Toch Kamermeerderheid in zicht voor verbod op homogenezing
In dit artikel:
Een wetsvoorstel van VVD en D66 om conversietherapie — in het wetsvoorstel aangeduid als ‘homogenezing’ — strafbaar te stellen, lijkt alsnog voldoende steun in de Tweede Kamer te krijgen. Het voorstel, dat in 2023 al klaar lag, leek na het wetgevingsdebat eerder dit jaar buiten bereik, maar wijzigingen in de tekst hebben partijen die eerst terughoudend waren weten te overtuigen.
De belangrijkste aanpassing beperkt de strafbaarheid tot gedragingen die gericht zijn op het ‘stelselmatig’ of ‘op indringende wijze’ onderdrukken of veranderen van iemands seksuele gerichtheid of genderidentiteit.
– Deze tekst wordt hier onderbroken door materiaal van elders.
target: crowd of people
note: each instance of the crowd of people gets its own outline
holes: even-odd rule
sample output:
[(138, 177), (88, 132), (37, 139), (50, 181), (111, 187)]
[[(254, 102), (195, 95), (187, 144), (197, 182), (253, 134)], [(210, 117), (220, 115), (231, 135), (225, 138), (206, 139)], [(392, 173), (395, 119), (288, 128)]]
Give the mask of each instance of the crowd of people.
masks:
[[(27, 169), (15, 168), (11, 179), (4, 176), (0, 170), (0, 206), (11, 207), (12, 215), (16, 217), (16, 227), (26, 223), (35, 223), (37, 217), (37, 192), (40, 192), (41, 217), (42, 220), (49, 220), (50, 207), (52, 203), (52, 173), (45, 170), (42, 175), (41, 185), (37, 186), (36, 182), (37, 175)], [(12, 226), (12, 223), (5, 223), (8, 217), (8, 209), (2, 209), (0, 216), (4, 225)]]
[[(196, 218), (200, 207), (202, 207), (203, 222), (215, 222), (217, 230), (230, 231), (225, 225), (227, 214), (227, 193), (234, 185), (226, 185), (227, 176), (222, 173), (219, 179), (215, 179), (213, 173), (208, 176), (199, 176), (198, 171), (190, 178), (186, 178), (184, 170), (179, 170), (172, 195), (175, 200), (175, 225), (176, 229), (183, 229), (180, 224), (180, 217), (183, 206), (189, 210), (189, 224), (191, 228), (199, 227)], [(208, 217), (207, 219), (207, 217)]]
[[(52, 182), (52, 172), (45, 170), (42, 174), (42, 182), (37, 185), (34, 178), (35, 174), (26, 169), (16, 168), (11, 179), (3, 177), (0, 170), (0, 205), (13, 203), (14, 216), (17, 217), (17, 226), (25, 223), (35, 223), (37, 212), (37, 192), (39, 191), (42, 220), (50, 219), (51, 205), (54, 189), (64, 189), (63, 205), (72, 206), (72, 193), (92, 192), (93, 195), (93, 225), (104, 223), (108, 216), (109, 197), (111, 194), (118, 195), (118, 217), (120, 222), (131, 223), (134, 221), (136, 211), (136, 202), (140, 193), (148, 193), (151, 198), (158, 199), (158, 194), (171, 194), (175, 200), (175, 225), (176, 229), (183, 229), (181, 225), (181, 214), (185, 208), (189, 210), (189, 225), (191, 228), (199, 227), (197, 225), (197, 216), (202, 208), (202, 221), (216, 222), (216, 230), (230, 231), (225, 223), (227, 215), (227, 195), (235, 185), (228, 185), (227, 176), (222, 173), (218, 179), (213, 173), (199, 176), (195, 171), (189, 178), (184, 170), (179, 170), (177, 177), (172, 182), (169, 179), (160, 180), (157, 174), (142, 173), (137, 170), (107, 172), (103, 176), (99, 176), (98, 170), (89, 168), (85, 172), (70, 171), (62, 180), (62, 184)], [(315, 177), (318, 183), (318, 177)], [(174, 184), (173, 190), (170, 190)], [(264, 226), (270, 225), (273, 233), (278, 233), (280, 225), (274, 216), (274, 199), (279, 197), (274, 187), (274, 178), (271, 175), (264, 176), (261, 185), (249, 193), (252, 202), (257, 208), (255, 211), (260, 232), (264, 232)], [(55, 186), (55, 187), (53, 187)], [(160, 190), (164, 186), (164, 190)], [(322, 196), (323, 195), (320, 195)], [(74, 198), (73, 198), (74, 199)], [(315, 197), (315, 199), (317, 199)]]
Daardoor is uitgesloten dat normale, vrijwillige gesprekken — bijvoorbeeld binnen kerken — in de meeste gevallen als strafbaar worden gezien. Met die scherpere afbakening heeft BBB zich achter het wetsvoorstel geschaard. Ook het CDA, vertegenwoordigd door Derk Boswijk, ziet in de gewijzigde tekst voldoende toenadering; hij benadrukt dat niet elk gesprek over homoseksualiteit als conversietherapie moet worden bestempeld.
NSC overweegt eveneens steun, maar wil extra duidelijkheid dat zorgverleners niet worden vervolgd als zij bij jongeren terughoudend optreden richting medische transitie. Die zorg gaat vooral over het kunnen ‘terugduwen’ bij jongeren die aandringen op een geslachtsverandering.
Conversietherapieën worden nog aangeboden door sommige religieuze groepen en soms opgedrongen. Dergelijke methoden — variërend van gebedssessies tot wat in het artikel als ‘duivelsuitdrijving’ wordt genoemd — kunnen ernstige, langdurige psychische schade veroorzaken en zijn niet wetenschappelijk onderbouwd als effectief middel om seksuele voorkeur of genderidentiteit te veranderen.
Kortom: door het beperken van de strafrechtelijke reikwijdte is het wetsvoorstel hernieuwd in staat steun te verkrijgen, terwijl het probeert onderscheid te maken tussen schadelijke, doelgerichte conversiepraktijken en reguliere (vrijwillige) gesprekken of zorgpraktijken.